Tirer les draps, fermer le lit. Fermer les yeux sur le vide.
Changer l'eau des fleurs, couper les tiges.
Remplir la bouilloire. Attendre qu'elle siffle.
Vider l'égouttoir, faire place nette, table rase.
Poser la théière, et puis la tasse sur le bois peint.
Le silence et le vide.
Je me souviens c'était en décembre, la nuit était scintillante et belle, je souriais aux étoiles.
Après.
Plus de dix ans déjà.
Il était là, pensif et inspiré devant ce tableau, qui avait accaparé mon regard. Et tout doucement il se mit à parler, soufflant les mots sur ma nuque. L'aurait-il fait si je n'avais pas eu les cheveux attachés ... Comme je me retournais, il reprit, doucement depuis le début...

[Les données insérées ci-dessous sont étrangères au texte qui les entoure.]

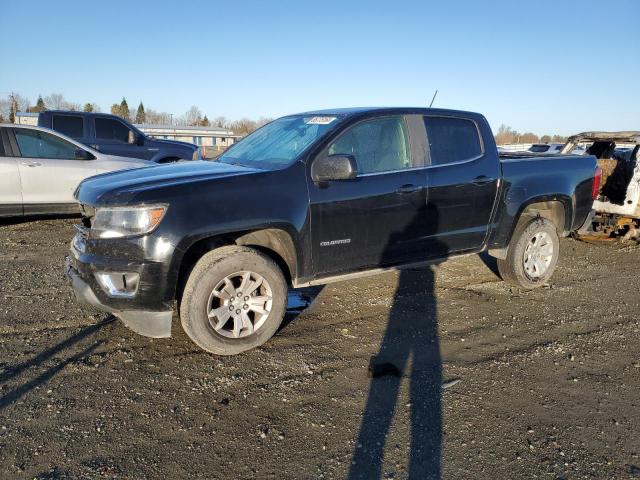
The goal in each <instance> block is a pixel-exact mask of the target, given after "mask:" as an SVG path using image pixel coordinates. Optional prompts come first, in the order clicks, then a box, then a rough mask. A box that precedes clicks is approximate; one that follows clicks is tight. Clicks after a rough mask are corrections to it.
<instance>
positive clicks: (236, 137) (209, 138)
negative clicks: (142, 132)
mask: <svg viewBox="0 0 640 480" xmlns="http://www.w3.org/2000/svg"><path fill="white" fill-rule="evenodd" d="M136 127H138V128H139V129H140V130H141V131H143V132H144V133H145V134H147V135H149V136H150V137H154V138H164V139H167V140H179V141H182V142H189V143H193V144H195V145H199V146H202V147H215V149H217V150H224V149H225V148H227V147H228V146H229V145H233V143H234V142H235V141H236V140H237V139H238V138H241V136H240V135H235V134H234V133H233V132H232V131H231V130H228V129H226V128H220V127H200V126H185V125H150V124H136Z"/></svg>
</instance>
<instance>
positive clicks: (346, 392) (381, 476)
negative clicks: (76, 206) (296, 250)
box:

" Comme un verre de Venise
 sait en naissant ce gris
 et la clarté indécise
 dont il sera épris
 Ainsi tes tendres mains
 avaient rêvé d'avance
 d'être la lente balance
 de nos moments trop pleins."
Il avait les yeux gris, gris-bleu, et dans son regard une telle lumière. Les cheveux sombres un peu fous, flous, soyeux. Une chemise blanche, un blouson de daim. Une écharpe.

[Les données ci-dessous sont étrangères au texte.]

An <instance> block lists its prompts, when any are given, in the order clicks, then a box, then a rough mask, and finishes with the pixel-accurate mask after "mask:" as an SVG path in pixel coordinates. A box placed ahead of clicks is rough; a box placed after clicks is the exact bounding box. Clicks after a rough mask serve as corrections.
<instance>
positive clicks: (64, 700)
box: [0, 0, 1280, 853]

- De qui est-ce ? De vous ?
- Rainer Maria Rilke.
- J'aime beaucoup.
- Ca vous va bien...
- Quoi ?
- Tout ça, dit-il faisant tourner dans l'air une main, longue et belle.

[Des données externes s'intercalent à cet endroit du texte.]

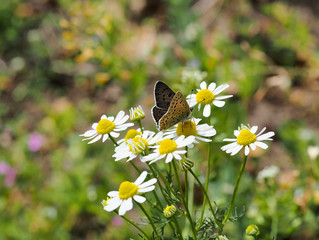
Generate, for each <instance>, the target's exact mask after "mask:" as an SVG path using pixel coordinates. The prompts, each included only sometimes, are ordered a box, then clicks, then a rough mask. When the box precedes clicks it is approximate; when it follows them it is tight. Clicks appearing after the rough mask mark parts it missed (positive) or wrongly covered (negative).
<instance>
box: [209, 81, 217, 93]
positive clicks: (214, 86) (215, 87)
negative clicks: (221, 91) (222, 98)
mask: <svg viewBox="0 0 319 240" xmlns="http://www.w3.org/2000/svg"><path fill="white" fill-rule="evenodd" d="M215 88H216V83H211V84H209V85H208V90H209V91H211V92H213V91H214V89H215Z"/></svg>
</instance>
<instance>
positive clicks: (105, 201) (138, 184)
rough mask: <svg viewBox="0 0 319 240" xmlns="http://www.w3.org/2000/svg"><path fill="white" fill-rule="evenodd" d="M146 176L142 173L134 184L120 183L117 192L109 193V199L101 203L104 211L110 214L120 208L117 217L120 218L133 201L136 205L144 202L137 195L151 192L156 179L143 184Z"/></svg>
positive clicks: (137, 195)
mask: <svg viewBox="0 0 319 240" xmlns="http://www.w3.org/2000/svg"><path fill="white" fill-rule="evenodd" d="M146 176H147V172H146V171H144V172H142V173H141V175H140V176H139V177H138V178H137V179H136V181H135V182H129V181H125V182H122V183H121V185H120V187H119V190H118V191H111V192H109V193H108V194H107V195H108V196H109V198H108V199H106V200H103V201H102V205H103V208H104V210H105V211H107V212H111V211H114V210H115V209H117V208H118V207H120V209H119V215H121V216H122V215H124V214H125V213H126V212H127V211H130V210H131V209H132V208H133V199H134V200H135V201H136V202H138V203H143V202H145V200H146V198H145V197H143V196H140V195H139V194H143V193H146V192H150V191H153V190H154V189H155V186H154V184H155V183H156V182H157V179H156V178H152V179H150V180H148V181H146V182H144V180H145V178H146ZM143 182H144V183H143Z"/></svg>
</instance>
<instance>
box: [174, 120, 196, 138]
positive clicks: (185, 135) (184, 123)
mask: <svg viewBox="0 0 319 240" xmlns="http://www.w3.org/2000/svg"><path fill="white" fill-rule="evenodd" d="M176 133H177V135H178V136H181V135H184V136H185V137H188V136H196V134H197V130H196V124H195V123H194V122H193V121H191V120H188V121H185V122H183V123H182V122H180V123H178V125H177V129H176Z"/></svg>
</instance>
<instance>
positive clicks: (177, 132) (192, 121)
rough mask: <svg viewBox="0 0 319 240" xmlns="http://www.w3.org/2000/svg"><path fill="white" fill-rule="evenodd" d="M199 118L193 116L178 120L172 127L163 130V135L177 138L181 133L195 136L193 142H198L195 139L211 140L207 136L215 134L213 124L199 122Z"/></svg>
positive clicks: (186, 135)
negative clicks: (187, 118) (182, 121)
mask: <svg viewBox="0 0 319 240" xmlns="http://www.w3.org/2000/svg"><path fill="white" fill-rule="evenodd" d="M200 121H201V119H199V118H193V119H192V120H187V121H185V122H179V123H178V124H176V125H175V126H174V127H173V128H171V129H169V130H167V131H165V133H164V135H166V136H167V137H168V138H177V137H179V136H181V135H184V136H185V137H188V136H195V141H194V143H198V142H197V141H196V140H200V141H203V142H211V141H212V140H211V139H209V137H212V136H215V135H216V130H215V129H214V127H213V126H209V125H208V124H206V123H205V124H199V122H200Z"/></svg>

Cette peinture, ce silence, et vos cheveux...
- Vous faites çà souvent ?
- Me croirez-vous si je dis... non ?
- Peut-être...
- Vous m'attendiez... alors ?
Je me souviens avoir souri, c'était étrange. Les hommes c'est moi qui les avais choisis, jusque là.
Ce moment est resté gravé dans ma mémoire, je l'avais si bien caché, qu'il aura fallu le retour d'Hammershoi sur la scène des arts, pour que tout me revienne, comme si c'était hier.
Hier amer, après tant de douceur, après tant de chaleur, après ce feu.
- Jeudi, même heure .
- Que voulez-vous dire ?
- Vous savez, et déjà je sais que c'est oui.
J'ai ri. Abasourdie. Il me semblait si jeune. Et tant d'assurance pourtant. Et ce charme...
Et puis je suis partie. J'ai oublié de terminer la visite.
Une fois sur le quai, j'ai respiré très fort, la nuit était tombée déjà, c'était l'heure du thé.
J'ai rejoint Simon.
- Tu es en avance...
- Tu as fini ?
- Mon dernier patient se rhabille, quelques minutes et on y va ...Ok ?
- C'est bien. Je t'attends en bas.
J'ai redescendu les trois étages sur la moquette bleue. Sur un nuage. Ce garçon m'avait laissée étrangement abandonnée à son attente. Les marches se dérobaient sous mes pas, j'étais ailleurs.
- Claire !
- Oui...
- Ca va ?
- Tu es bizarre.
- Non, un peu étourdie, le froid peut-être, j'ai marché sur les quais, le vent soufflait fort, une vraie bise d'hiver. Réchauffe-moi...
- Bon , on commence par qui, Julie... ?
- Bonne idée, allons-y...
Il n'avait pas pris ma main. N'avait pas embrassé mes lèvres glacées, ni mon nez rouge de froid.
Noël brillait dans les rues et les yeux des enfants. Noël sonnait, carillonnait, mais une musique inconnue flirtait à mon oreille.